# Comprar componentes para reparar parlantes en Argentina



## andresssdj (Mar 30, 2008)

hola, alguien sabe algun lugar donde vendan insumos para reparar parlantes? (cono, suspencion, bobina,etc..)
serian tan amable de apsarme alguna direccion.

saludos a la comunidad


----------



## Fogonazo (Mar 30, 2008)

En la zona de Congreso sobre la calle Parana al 100 y pico, tambien por la vuelta Bartolome Mitre he visto que tienen conos y bobinas.

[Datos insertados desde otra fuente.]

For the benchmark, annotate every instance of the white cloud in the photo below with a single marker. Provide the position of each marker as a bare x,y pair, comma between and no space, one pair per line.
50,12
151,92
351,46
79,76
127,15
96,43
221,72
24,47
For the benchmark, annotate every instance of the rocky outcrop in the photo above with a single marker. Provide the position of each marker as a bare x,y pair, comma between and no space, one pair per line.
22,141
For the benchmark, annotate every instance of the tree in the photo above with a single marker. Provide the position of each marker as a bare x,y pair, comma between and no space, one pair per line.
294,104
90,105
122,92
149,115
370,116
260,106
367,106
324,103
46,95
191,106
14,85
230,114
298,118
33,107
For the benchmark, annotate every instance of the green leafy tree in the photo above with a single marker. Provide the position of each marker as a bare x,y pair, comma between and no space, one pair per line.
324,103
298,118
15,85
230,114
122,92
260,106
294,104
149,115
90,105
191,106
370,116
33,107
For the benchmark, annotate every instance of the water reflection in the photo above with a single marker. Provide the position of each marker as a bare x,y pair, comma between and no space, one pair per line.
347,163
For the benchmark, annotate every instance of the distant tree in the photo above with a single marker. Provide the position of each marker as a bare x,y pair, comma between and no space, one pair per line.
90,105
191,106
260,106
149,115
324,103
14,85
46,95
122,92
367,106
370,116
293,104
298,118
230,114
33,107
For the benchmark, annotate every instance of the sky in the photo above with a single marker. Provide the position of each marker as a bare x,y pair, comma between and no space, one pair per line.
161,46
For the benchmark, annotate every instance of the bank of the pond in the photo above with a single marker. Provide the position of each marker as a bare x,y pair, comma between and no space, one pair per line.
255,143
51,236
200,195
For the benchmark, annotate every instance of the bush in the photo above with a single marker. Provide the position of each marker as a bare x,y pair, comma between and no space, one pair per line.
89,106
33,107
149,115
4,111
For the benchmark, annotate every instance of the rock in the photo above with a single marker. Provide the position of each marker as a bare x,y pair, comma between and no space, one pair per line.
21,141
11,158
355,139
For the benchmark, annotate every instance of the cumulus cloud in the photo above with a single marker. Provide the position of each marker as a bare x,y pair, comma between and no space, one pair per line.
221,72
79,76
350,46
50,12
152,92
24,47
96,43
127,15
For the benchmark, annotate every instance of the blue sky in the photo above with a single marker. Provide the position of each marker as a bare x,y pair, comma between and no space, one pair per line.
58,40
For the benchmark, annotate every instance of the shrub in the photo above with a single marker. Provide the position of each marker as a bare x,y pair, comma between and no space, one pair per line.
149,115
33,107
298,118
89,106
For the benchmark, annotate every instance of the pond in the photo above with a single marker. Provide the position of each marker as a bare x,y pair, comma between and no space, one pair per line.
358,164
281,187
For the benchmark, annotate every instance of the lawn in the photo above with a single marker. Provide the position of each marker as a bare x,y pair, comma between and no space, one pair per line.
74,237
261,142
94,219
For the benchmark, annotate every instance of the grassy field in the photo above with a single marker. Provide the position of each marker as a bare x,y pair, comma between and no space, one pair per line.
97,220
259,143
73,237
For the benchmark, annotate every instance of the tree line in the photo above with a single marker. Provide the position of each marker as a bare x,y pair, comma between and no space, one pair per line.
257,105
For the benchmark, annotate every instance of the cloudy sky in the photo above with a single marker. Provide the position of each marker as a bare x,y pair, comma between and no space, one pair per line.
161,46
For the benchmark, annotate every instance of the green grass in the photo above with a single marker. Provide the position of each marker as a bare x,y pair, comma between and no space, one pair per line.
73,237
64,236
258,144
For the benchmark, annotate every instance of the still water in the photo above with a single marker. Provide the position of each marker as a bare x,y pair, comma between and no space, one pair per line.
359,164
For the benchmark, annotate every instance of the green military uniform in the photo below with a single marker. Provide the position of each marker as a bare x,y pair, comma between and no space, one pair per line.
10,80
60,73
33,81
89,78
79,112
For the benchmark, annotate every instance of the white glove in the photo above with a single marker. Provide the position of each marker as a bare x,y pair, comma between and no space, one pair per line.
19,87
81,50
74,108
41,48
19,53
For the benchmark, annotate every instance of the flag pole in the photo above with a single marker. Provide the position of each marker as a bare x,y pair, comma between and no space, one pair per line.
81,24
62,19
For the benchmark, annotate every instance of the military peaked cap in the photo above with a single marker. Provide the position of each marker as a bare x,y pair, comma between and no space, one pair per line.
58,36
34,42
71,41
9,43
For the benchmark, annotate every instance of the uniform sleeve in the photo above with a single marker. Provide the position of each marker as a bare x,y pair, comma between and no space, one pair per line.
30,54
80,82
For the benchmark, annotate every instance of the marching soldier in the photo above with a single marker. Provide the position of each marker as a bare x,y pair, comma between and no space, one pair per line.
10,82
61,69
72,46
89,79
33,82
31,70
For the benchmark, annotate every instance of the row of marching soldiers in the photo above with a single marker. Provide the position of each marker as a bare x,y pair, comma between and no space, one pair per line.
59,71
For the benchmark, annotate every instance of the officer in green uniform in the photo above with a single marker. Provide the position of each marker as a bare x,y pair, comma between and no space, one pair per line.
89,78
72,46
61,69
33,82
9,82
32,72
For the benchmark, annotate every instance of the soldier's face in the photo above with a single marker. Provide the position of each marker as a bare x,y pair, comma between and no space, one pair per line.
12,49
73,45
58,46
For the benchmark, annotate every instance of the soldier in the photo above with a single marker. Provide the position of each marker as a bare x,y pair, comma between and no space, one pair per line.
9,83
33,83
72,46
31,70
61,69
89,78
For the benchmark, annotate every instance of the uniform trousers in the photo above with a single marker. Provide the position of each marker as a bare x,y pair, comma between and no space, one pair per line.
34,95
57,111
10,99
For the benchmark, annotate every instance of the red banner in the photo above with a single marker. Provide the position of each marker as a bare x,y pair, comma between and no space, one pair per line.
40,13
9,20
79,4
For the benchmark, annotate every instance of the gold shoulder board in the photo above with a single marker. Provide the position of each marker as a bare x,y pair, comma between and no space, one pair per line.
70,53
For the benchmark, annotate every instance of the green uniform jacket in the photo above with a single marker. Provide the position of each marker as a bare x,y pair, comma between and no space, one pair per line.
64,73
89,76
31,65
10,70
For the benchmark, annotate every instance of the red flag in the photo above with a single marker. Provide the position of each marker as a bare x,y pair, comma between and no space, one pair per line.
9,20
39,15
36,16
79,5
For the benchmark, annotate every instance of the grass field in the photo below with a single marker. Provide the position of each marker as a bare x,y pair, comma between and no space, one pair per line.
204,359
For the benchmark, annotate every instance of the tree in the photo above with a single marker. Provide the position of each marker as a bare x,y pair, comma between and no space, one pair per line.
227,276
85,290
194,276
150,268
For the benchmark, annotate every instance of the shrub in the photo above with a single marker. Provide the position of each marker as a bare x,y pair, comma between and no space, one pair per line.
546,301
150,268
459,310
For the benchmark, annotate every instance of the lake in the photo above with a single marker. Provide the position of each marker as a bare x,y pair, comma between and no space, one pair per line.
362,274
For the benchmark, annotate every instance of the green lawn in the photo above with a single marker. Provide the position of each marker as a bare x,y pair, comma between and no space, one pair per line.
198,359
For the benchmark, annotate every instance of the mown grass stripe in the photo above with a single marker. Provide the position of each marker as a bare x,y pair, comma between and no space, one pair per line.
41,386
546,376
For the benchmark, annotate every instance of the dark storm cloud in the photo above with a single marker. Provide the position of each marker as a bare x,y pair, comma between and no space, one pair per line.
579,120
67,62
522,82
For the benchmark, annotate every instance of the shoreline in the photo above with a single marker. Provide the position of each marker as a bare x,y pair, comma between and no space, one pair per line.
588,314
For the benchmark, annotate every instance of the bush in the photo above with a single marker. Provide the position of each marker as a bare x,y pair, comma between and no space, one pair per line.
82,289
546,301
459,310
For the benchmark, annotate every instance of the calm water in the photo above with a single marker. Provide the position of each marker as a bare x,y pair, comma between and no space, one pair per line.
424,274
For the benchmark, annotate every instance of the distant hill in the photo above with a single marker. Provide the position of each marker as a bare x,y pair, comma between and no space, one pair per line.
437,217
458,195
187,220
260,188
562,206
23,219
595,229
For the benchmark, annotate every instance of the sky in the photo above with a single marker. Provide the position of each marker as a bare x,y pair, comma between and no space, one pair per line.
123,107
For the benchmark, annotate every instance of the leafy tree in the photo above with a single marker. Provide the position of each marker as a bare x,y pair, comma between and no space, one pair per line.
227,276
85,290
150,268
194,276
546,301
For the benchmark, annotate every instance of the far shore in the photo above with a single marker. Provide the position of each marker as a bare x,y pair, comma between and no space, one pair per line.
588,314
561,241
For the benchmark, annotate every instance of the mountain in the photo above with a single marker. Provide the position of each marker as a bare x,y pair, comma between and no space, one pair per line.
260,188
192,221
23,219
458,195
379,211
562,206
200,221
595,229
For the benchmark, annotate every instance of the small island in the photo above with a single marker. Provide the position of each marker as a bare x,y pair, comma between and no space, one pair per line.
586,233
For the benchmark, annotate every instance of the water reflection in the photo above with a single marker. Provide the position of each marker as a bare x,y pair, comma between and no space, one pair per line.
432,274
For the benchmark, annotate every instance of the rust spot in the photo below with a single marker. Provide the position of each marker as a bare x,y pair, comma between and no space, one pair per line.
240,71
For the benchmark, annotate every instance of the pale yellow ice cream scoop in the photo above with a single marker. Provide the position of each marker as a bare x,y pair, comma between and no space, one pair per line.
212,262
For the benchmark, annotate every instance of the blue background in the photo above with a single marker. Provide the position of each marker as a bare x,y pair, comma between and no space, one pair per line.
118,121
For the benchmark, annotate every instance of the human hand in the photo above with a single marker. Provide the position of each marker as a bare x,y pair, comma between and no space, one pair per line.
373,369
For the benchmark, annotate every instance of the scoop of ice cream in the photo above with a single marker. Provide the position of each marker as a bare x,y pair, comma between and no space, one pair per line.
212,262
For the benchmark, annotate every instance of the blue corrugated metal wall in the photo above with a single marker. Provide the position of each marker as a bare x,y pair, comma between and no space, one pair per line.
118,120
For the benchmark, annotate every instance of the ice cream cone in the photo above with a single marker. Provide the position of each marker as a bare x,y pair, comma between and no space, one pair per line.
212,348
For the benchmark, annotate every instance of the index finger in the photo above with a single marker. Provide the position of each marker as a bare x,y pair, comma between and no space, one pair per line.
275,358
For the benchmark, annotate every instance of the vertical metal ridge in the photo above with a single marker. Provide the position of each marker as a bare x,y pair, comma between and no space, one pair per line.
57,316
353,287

Sobre la misma Bartolome Mitre hay varios que reparan


----------



## andresssdj (Mar 31, 2008)

pueden pasarme algun correo electronico o direccion www, ya que no soy de capital, saludos


----------



## kakudj (Oct 10, 2009)

este chico de AudioBimax Repara y vende componentes aca te paso la direccion los horarios y los telefonos MANUELA PEDRAZA 5943 cap federal Horario lun a vier 9 a 18 hs sabados 9 a 13 horas 011 45712701 011 1566332890 
entras en la Web www.4770.com.ar
contacto y ahi tenes el foro de consultas  
Saludos


----------



## danielfer23 (Dic 1, 2009)

http://www.xonox.com.ar/


----------



## edu dj (Dic 22, 2013)

hola a todos....
tengo dudas sobre el enconado de parlantes....
eh visto muchos videos sobre el tema pero todos eran de otros paises (yo soy de argentina) y estoy perdido en cuanto a como pedir los materiales por su nombre...
del tema no se mucho solamente lo que eh visto en videos; no parece un trabajo complicado pero se nota q es de mucho cuidado porque algo mal colocado puede hacer que el altavoz no suene de manera optima...
y quiera pedirles el favor de decirme los materiales necesarios para poder enconar el parlante q dejo en el link de mas abajo....
y porsupuesto todos los concejos que crean necesarios para poder iniciarme en esto...desde ya gracias...

http://www.nisecris.com.ar/zr603.jpg


----------



## CHUWAKA (Dic 22, 2013)

http://www.xonox.com.ar fijate por aca queda en avellaneda cabildo al 600 creo buenos aires de donde sos


----------